Bostic Foresees Future Discussions Over Inflation Target
May 23, 2024 05:12 PM EDT
Atlanta Federal Reserve Bank President Raphael Bostic pushed the same message on Thursday that he and his colleagues have hammered home in recent days—it will take time for interest rates to reach their full impact and bring interest rates down.
In a virtual question session with a Stanford Graduate School of Business class, he said one reason interest rates were working more slowly to bring down inflation could be because officials are still understating the “neutral rate.” The neutral rate is the level interest rates settle at once inflation has been brought down to the goal, Bostic said.
His comments reflect similar discussions officials had in the most recent Federal Open Market Committee meeting according to minutes released Wednesday.
While he stressed that the Federal Reserve must accomplish its goal of bringing the inflation rate down to 2%, Bostic opened up the possibility that in the future, the inflation target could need to be set at a different rate.

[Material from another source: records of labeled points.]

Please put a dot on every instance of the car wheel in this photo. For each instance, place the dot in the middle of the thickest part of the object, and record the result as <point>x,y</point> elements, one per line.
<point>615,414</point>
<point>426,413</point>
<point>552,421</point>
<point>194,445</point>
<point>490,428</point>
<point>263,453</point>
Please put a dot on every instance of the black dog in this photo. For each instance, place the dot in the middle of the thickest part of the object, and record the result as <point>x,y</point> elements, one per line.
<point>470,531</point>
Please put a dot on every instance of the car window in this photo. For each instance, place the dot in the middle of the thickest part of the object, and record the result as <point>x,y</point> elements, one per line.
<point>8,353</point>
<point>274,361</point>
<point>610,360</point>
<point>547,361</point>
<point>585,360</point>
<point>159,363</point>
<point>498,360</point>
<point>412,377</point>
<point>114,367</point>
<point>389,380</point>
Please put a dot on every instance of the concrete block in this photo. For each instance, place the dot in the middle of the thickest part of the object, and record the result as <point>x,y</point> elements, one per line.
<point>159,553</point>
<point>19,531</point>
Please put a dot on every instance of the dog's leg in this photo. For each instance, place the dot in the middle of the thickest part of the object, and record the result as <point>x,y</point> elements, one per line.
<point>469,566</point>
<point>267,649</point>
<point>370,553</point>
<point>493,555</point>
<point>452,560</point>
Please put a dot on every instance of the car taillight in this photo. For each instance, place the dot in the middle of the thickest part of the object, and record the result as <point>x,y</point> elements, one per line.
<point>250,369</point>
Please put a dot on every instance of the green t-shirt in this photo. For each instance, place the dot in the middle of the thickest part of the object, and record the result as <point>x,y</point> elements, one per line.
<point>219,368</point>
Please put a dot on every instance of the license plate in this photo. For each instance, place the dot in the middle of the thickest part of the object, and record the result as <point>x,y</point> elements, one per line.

“Is our target the right target? The honest answer is that it could be. It could also be something else,” Bostic said.
Once inflation is down to target, officials could begin to entertain discussions about what the target rate should be. Bostic noted that in 2025, officials will begin discussions over a new “framework” for Federal Reserve policy, where the issue of changing the inflation target could be reviewed.
“We’re not going to move the policy rate until we’re past the crisis,” he said.
-Terry Lane
Mortgage Rates Drop Below 7% as Inventory Rises
May 23, 2024 12:50 PM EDT
Potential home buyers may get some relief this week as mortgage rates dropped below the 7% threshold for the first time in more than a month.
The average 30-year fixed-rate mortgage as of today was 6.94%, according to data from federal mortgage backer Freddie Mac. Rates are still higher than they were at this time a year ago when they averaged 6.57%. The 15-year fixed-rate mortgage was at 6.24% this week.
This is the third week in a row that mortgage rates fell. Data this week also showed that even though sales dipped, the total inventory of both new and existing homes was higher.
“Greater supply coupled with the recent downward trend in rates is an encouraging sign for the housing market,” said Freddie Mac Chief Economist Sam Khater.
Despite the improvement, home buyers still need both prices and mortgage rates to come down, something that’s not likely to happen until the Federal Reserve cuts interest rates, Realtor.com Economist Jiayi Xu wrote.
“In a balanced market, buyers with an income of $125,000 should be able to afford 72% of the listings. Yet, at a 6% mortgage rate, these buyers can only afford 55% of today’s available listings,” Xu wrote.
-Terry Lane
New Home Sales Stuck in Holding Pattern
May 23, 2024 11:33 AM EDT
The housing market overall is limping along, and that included sales of new homes in April.
If new homes sold at the pace they did in April, 634,000 would be sold all year, a 4.7% drop from March, and 7.7% from April last year, the Census Bureau said Thursday, continuing an up-and-down pattern of recent months. That was below the 675,000 forecasters had expected, according to a survey of economists by Dow Jones Newswire and the Wall Street Journal.
The latest data on new home sales highlights how high mortgage rates are stifling the housing market in pretty much every way except prices. Sales of existing homes stayed in the doldrums in April, and homebuilding also fell short of expectations. The average rate for a 30-year mortgage fell last week, but stayed over 7% according to Freddie Mac, remaining a major drag on affordability, especially for first-time buyers.
Housing economists expect mortgage rates to fall substantially at some point, especially if and when the Federal Reserve gains enough confidence that inflation is under control to lower its influential fed funds rate, which affects rates for mortgages and other loans. But that hasn’t happened yet, and may not anytime soon, going by the recent public statements of Fed officials.
Many economists say a surge of homebuilding, which has yet to materialize, will be needed to solve a longstanding shortage and help with affordability.
“Lower interest rates will help both builders and buyers, but especially because we need robust building to make up for weak construction in the 2010s,” Robert Frick, corporate economist with Navy Federal Credit Union, wrote in a commentary. ”We’re not making headway in solving the nation’s housing crisis.”
Labor Market Stays Strong As Initial Jobless Claims Fall
May 23, 2024 09:40 AM EDT
The number of people filing claims for unemployment insurance fell by 8,000 last week.
The fall was more than economists expected and highlights the continued strength of the labor market.
“Job growth is likely to moderate further as the labor market rebalances, but we expect that will continue through a slowdown in hiring, not a notable pickup in layoffs,” wrote Oxford Economics’ Deputy Chief U.S. Economist Michael Pearce.
The previous week’s numbers were revised to 223,000, up 1,000 from the prior week’s tally. The four-week moving average, often seen as less volatile than the week-to-week measure, increased by 1,750 to 219,750.